Who is managing these two memory area? (It looks like kind of numa architecture?

Each GK210 device is independent and independently manages it’s own 12GB memory.

If hardware or cuda manages everything, what if some part of my kernel wants to access data from
both memory area ?

Memory from one GK210 is visible to the other if a mechanism like P2P is used, just as it would be if two K40 devices were used.

If I launch dynamic parallelism, is hardware or cuda going to take account data locality?(maybe this is no :) )

CUDA dynamic parallelism runs on a single GPU device, so in the case of K80 that would be a single GK210 device. It does not automatically use the resources of the other GK210 device.

Shared memory is bigger. Does it reside distributed on two gpu?

Each GK210 device (compute capability 3.7) has an expanded shared memory system. The shared memory of one GK210 is not usable by the other.

What’s difference between using 2xK40 and 1 K80 ?

Conceptually, the usage is quite similar from a programmer’s perspective.

Thank you for answer txbob, they are very useful. In short, K80 will be managed same way of multi gpu.
However, is there a any performance changing/improvement for peer-2-peer data transfer? Will it use PCI ?

Peer to Peer still uses the PCIE connection between the 2 GK210 devices. It happens to be a PCIE Gen3 link.

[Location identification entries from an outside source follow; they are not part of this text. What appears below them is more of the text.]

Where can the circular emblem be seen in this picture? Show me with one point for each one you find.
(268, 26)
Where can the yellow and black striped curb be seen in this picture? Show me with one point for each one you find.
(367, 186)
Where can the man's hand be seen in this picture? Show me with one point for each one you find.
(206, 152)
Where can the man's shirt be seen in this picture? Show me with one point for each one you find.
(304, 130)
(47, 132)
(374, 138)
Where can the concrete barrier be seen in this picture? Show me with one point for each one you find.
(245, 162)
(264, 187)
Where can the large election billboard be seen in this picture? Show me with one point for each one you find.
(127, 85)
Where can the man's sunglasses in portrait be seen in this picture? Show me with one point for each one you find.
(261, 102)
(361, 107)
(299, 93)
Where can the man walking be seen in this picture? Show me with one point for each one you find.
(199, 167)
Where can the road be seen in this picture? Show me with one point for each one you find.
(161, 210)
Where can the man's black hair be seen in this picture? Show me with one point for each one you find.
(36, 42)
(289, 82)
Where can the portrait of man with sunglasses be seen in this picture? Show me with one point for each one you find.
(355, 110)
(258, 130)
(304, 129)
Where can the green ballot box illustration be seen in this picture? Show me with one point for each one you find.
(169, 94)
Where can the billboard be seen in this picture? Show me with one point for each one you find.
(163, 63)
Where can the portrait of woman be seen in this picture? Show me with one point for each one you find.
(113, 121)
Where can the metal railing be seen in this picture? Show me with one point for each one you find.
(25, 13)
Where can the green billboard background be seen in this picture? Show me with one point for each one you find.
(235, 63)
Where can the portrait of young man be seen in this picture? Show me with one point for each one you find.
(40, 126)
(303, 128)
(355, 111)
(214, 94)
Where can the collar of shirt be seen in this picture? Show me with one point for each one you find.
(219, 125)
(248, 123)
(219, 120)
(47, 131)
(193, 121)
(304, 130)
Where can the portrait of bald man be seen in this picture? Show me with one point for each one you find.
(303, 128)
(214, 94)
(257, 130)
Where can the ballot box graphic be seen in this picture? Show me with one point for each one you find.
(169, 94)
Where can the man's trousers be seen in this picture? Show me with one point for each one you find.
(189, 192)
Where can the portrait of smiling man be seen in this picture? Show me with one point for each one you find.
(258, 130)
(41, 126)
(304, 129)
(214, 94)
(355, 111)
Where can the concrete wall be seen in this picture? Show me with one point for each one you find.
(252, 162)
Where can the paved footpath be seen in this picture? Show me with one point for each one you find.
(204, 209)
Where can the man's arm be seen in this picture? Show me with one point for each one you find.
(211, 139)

thank you very much for these useful infromation txbob.

txbob,

Thank you for your answers. Its very informative. I have a couple of additional queries

  1. I assume that the k40s inside the k80, are directly connected through PCIE 3 and do not have to pass data through host. Am I correct ?

  2. Is the connection between the 2 Titans inside the Titan Z very similar to this. Is there any fundamental difference in the connection between the 2 GPUs, inside the 2 devices(K80 and Titan Z) ?

Thank you in advance.

Yes, on both Titan Z and K80, there is a PCIE link (PLX PCIE switch) that directly connects the two GPU devices. It is possible for those two GPU devices to exchange data directly with each other using P2P mechanisms, without going through the host.

Minor nitpicking: A K80 does not comprise two K40s. The K40 uses a GK110, an sm_35 device, while the K80 uses two GK210, sm_37 devices.

Also, worth noting changes in GK210 memory subsystem. From Anandtech,
http://www.anandtech.com/show/8729/nvidia-launches-tesla-k80-gk210-gpu

Doubled registers and shared.mem makes the K80 (2 x GK210) a much more interesting card!